Hinter L'exercice de l'État, der in einigen Ländern den
simpleren Titel Le ministre trägt, steht ein waschechter
Auteur: Pierre Schoeller, Franzose, 51 Jahre alt, Regisseur,
Verfasser des Drehbuchs und Komponist der Filmmusik. Ein derartiger
Alleingang kann durchaus gelingen, wenn es sich beim Urheber um ein
ausgesprochenes Talent handelt und darüber hinaus die einzelnen
Elemente organisch ineinander greifen. Bei Schoeller aber ist beides
nur begrenzt der Fall; sein sphärischer Score ist in vielerlei
Hinsicht symptomatisch dafür, warum sein dritter Film nicht
funktioniert. Mystische, manchmal sogar unheimliche Klänge umwummern
die Szenen, ihre Dichte nimmt mit fortlaufender Filmdauer zu. Ihr
Zweck bleibt ebenso rätselhaft wie die Atmosphäre, welche sie
simulieren. Man kann sie als überirdischen Kontrast zum kühlen,
profanen Polit-Geschehen interpretieren; sie könnten ein weiterer
Ausdruck von Bertrands bizarren sexuellen Fantasien sein, die
irgendwo zwischen Kubricks Eyes Wide Shut und Jodorowskys La
montaña sagrada anzusiedeln sind.
Bürgerfreund in Aktion: Transportminister Bertrand Saint-Jean (Olivier Gourmet) setzt sich mit Demonstranten auseinander. |
Der Musik folgt das Drehbuch, dessen Dialoge zwar – im Rahmen, den
die Thematik erlaubt – einigermassen geradlinig verlaufen, mitunter
aber von enervierend kryptischen, ja geradezu selbstherrlich
enigmatischen Linien durchsetzt sind. Schoeller versucht, mittels
Verwirrung und Exzentrik das Gefühl von Subtext herzustellen, den
Zuschauer glauben zu lassen, er wohne einer ungemein raffinierten
Dekonstruktion des Homo Politicus bei. Hin und wieder sind durchaus
interessante Ansätze erkennbar – etwa bei den Kabinettssitzungen,
wenn "le père", der Präsident, anwesend ist; zuweilen ist
man sogar geneigt, die undurchdringliche, von ästhetischen
Ablenkungen geprägte Fassade als satirische Imitation politischer
Ränkespiele zu lesen. Doch bei genauerer Betrachtung erweist sich
das Ganze als eher billige Scharade, Rauch und Spiegel. Schoeller
ertränkt die zweifelsfrei vorhandenen Qualitäten seines Films –
den bis in die Nebenrollen (Laurent Stocker, Sylvain Deblé, Anne
Azoulay) hervorragend aufspielenden Cast, allen voran Olivier
Gourmet, Julien Hirschs harte Bilderwelten eines kriselnden
Frankreichs – in übertriebenem Formalismus, das Wesentliche wird
von unnötigen Schnörkeln und Schlenkern verschleiert.

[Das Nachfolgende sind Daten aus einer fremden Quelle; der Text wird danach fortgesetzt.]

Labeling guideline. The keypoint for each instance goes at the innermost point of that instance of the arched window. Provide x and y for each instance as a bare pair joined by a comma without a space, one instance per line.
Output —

So reüssiert der stellenweise arg bemühende Film weder auf
politischer noch auf menschlicher Ebene. Die an die unglücklichen
Bemühungen Alice Rohrwachers in Corpo celeste erinnernde
Ästhetik verhindert jegliche Form von emotionaler Anbindung; die
kleinen und grossen Katastrophen, welche Bertrand Saint-Jean auf
seiner psychischen und physischen Odyssee widerfahren, hinterlassen
nicht den geringsten Eindruck. L'exercice de l'État wirkt
bestenfalls wie eine zahn- und humorlose Variation der beliebten
britischen Sitcoms Yes Minister und Yes, Prime Minister aus
den Achtzigerjahren. Das Pantheon der Film-Auteurs liegt für Pierre
Schoeller derzeit noch in weiter Ferne.